Wer betrunken ein Kraftfahrzeug führt, ist zu Recht schnell die Fahrerlaubnis los. Das dürfte jedem bekannt sein. Doch in der Vergangenheit bestand Streit darüber, ob nach einer strafgerichtlichen Entziehung der Fahrerlaubnis, die auf der Teilnahme am Straßenverkehr unter Alkoholeinfluss beruhte, im Wiedererteilungsverfahren – unabhängig von der BAK (Blutalkoholkonzentration) – die Anforderung eines medizinisch-psychologischen Gutachtens (MPU) ohne Ermessensspielraum erforderlich ist oder nicht.

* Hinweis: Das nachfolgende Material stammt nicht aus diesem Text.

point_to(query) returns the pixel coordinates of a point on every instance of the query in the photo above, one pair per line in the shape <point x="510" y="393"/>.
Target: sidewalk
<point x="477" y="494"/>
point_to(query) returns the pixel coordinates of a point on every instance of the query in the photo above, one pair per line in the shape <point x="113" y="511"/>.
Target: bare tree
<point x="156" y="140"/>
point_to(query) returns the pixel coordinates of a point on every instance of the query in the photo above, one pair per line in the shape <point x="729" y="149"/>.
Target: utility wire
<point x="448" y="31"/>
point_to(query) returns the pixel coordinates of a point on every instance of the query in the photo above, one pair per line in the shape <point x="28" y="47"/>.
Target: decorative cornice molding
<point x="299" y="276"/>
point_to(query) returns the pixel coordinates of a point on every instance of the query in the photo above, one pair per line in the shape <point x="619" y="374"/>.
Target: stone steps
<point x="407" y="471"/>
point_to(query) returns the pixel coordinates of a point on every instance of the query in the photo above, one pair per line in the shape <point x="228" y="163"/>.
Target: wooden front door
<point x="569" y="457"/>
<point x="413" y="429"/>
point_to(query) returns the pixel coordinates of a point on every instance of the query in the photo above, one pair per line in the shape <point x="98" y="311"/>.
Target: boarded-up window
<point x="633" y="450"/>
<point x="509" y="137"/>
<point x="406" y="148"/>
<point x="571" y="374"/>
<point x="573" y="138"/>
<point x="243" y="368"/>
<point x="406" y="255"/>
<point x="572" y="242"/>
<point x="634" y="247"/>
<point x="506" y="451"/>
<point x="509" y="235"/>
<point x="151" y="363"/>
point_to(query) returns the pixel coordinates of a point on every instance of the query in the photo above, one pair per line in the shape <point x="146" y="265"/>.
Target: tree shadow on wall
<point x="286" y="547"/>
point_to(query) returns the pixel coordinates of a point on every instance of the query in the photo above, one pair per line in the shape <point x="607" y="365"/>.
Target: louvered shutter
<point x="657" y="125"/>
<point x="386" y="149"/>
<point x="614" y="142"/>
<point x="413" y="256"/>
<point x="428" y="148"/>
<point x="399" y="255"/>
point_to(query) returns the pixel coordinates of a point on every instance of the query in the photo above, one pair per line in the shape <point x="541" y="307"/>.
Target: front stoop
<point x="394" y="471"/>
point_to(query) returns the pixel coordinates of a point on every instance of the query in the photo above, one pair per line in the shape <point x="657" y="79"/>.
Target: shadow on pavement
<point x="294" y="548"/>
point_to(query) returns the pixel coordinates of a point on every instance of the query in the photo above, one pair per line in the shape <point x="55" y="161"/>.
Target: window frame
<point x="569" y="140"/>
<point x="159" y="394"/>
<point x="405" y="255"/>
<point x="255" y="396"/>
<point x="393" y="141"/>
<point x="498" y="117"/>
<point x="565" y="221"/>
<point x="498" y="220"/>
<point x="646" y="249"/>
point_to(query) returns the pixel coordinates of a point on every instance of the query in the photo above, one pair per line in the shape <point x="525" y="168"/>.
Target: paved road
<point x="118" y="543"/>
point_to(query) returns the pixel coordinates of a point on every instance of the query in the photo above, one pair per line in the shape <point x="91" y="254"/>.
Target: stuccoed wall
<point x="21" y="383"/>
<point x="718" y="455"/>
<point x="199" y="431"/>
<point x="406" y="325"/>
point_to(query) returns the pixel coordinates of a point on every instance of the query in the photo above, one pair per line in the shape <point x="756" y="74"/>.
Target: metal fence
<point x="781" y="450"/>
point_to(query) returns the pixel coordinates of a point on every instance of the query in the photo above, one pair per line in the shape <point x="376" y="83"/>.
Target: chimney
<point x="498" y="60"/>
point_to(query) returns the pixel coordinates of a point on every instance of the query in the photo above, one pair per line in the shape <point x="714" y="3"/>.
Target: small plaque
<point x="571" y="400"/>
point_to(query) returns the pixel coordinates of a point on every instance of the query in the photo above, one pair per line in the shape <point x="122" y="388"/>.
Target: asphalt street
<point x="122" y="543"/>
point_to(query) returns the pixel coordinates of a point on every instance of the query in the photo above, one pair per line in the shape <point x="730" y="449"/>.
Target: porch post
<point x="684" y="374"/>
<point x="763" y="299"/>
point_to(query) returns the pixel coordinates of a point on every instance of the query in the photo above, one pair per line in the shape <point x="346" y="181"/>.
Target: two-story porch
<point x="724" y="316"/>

Hierüber hatte nun das Bundesverwaltungsgericht (Urteil vom 06.04.2017, 3 C 24.15 und 3 C 13.16) zu entscheiden.

Der Fall:

Zwei Autofahrer wurden mit 1,28 und 1,13 Promille wegen fahrlässiger Trunkenheit im Verkehr nach § 316 StGB durch ein Strafgericht verurteilt, eine Geldstrafe zu zahlen. Ihnen wurde zusätzlich nach § 69 StGB die Fahrerlaubnis entzogen. Als die beiden Autofahrer später die Neuerteilung der Fahrerlaubnis beantragen wollten, erhielten sie von der Fahrerlaubnisbehörde die Aufforderung, ein Gutachten über ihre Fahreignung vorzulegen, die sog. MPU. Die Autofahrer weigerten sich, diese Gutachten beizubringen und erhoben Klage. In beiden Fällen ist die Klage auf Erteilung der Fahrerlaubnis ohne vorherige MPU in den Vorinstanzen ohne Erfolg geblieben. Die Kläger legten Revision gegen das Urteil der Vorinstanzen ein. So ging der Fall bis nach Leipzig zum Bundesverwaltungsgericht (BVerwG).

Das Bundesverwaltungsgericht entschied – als letzte Instanz in Deutschland – dass die Behörde bei der Neuerteilung nicht ohne Weiteres auf eine MPU bestehen darf, wenn man mit weniger als 1,6 Promille ein Fahrzeug führte. Den beiden Klägern sei die Fahrerlaubnis auch ohne Gutachten zu erteilen, so das Gericht. Eine einmalige Trunkenheitsfahrt rechtfertige, ohne das Hinzutreten weiterer aussagekräftiger Tatsachen für eine zukünftige Trunkenheitsfahrt, erst ab einer BAK von 1,6 Promille die Anforderung eines Gutachtens. Die strafgerichtliche Entziehung einer Fahrerlaubnis wegen einer Trunkenheitsfahrt sei somit kein eigenständiger, von der 1,6 Promille-Grenze unabhängiger Sachgrund für die Anforderung eines Gutachtens.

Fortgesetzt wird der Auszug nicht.